Word embeddings with multiple categorial features for a single word


I'm looking for a method to implement word embedding network with LSTM layers in Pytorch such that the input to the nn.Embedding layer has a different form than vectors of words IDs.

Each word in my case has a corresponding vector and the sentence in my corpus is consequently a vector of vectors. So, for example, I may have the word "King" with vector [500, 3, 18] where 500 is the Word ID, 3 is the word color, and 18 is the font size, etc. The embedding layer role here is to do some automatic feature reduction/extraction.

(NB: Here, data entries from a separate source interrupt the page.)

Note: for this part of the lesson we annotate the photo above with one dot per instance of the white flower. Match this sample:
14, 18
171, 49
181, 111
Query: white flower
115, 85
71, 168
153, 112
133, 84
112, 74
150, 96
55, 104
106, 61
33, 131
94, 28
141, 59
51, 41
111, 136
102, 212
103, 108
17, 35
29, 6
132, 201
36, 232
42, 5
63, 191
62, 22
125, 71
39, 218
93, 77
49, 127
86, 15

How can I feed the embedding layer with such form data? Or do you have any better suggestions?


Solution

  • I am not sure what do you mean by word2vec algorithm with LSTM because the original word2vec algorithm does not use LSTMs and uses directly embeddings to predict surrounding words.

    Anyway, it seems you have multiple categorical variables to embed. In the example, it is word ID, color ID, and font size (if you round it to integer values). You have two option:

    1. You can create new IDs for all possible combinations of your features and use nn.Embedding for them. There is however a risk that most of the IDs will appear too sparsely in the data to learn reliable embeddings.

    2. Have separate embedding for each of the features. Then, you will need to combine the embeddings for the features together. You have basically three options how to do it:

      • Just concatenate the embeddings and let the following layers of the network to resolve the combination.
      • Choose the same embedding dimension for all features and average them. (I would start with this one probably.)
      • Add a nn.Dense layer (or two, the first one with ReLU activation and the second without activation) that will explicitly combine the embeddings for your features.

    If you need to include continuous features that cannot be discretized, you can always take the continuous features, apply a layer or two on top of them and combine them with the embeddings of the discrete features.